Catholic Church -- Apologetic works -- Early works to 1800.
Cite this Item
"Anti-Mortonus or An apology in defence of the Church of Rome. Against the grand imposture of Doctor Thomas Morton, Bishop of Durham. Whereto is added in the chapter XXXIII. An answere to his late sermon printed, and preached before His Maiesty in the cathedrall church of the same citty.." In the digital collection Early English Books Online 2. https://name.umdl.umich.edu/B07998.0001.001. University of Michigan Library Digital Collections. Accessed May 8, 2024.

Pages

SECT. VII. Why S. Paul did not intitle his Epistles, Catholike Epistles.

THat S. Paul in his epistle to the Romans hath giuen sufficient testimony of the preeminency of the Ro∣man Church aboue all others, is a thing manifest, if not you but the ancient Fathers may be the iudges. Them you must giue vs leaue to follow, and forsake you, fighting against S. Paul and them.

Against this truth you frame yet two Arguments more: The first is(l), that whereas the epistles of S. Iames, Peter, Iude, and Iohn are intituled Catholike epistle, if S. Paul had bene possessed with the spirit of the now Bishop of Rome, he would haue intituled the Church of Rome, the Catholike Church, and at least in∣scribed his epistle▪ Catholike. The second is(m), that he giueth not to the Roman Church so much as the title of a Church, which yet in his prefaces to the Corinthians, Galathins, and Thessalonians he giues to those Churches.

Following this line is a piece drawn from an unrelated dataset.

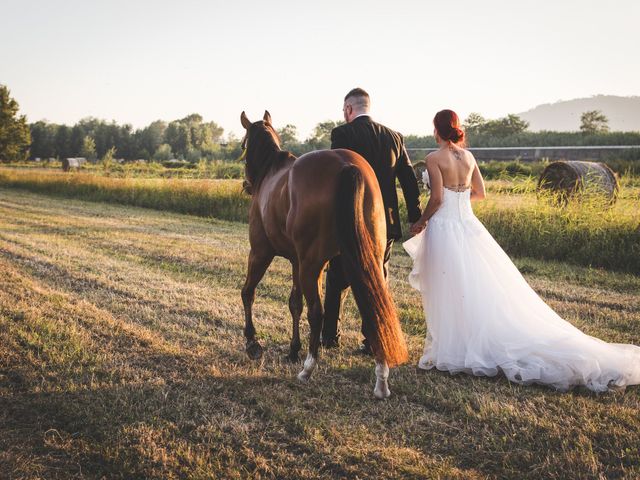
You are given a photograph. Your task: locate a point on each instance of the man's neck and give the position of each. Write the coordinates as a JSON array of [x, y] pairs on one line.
[[363, 114]]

To the first I answere, that the Apostles themselues did not giue to any of their epistles the name of Catholike epistles. That title is prefixed to the epistles of Iames, Peter, Iohn, & Iude by the Church for diuers reasons, which you may reade in Salmeron(n) and chiefly because (as S. Augustine(o) witnesseth) they were written against the heresy of Si∣mon Magus, defending Iustification by only fayth, wherin Protestants are his heires. And for that cause their epistles insist so much on good workes, and the keeping of Gods Commandements, and shew that fayth without charity is dead and fruitlesse. And for the same cause S. Iohn(p) ad∣monisheth the faythfull, to abide in that Doctrine which they haue heard from the beginning, because many seducers are gone out into the world. And S. Iude(q) exhorteth them to stand to their old fayth, shewing them by examples, that it is dam∣nable not to be constant in it.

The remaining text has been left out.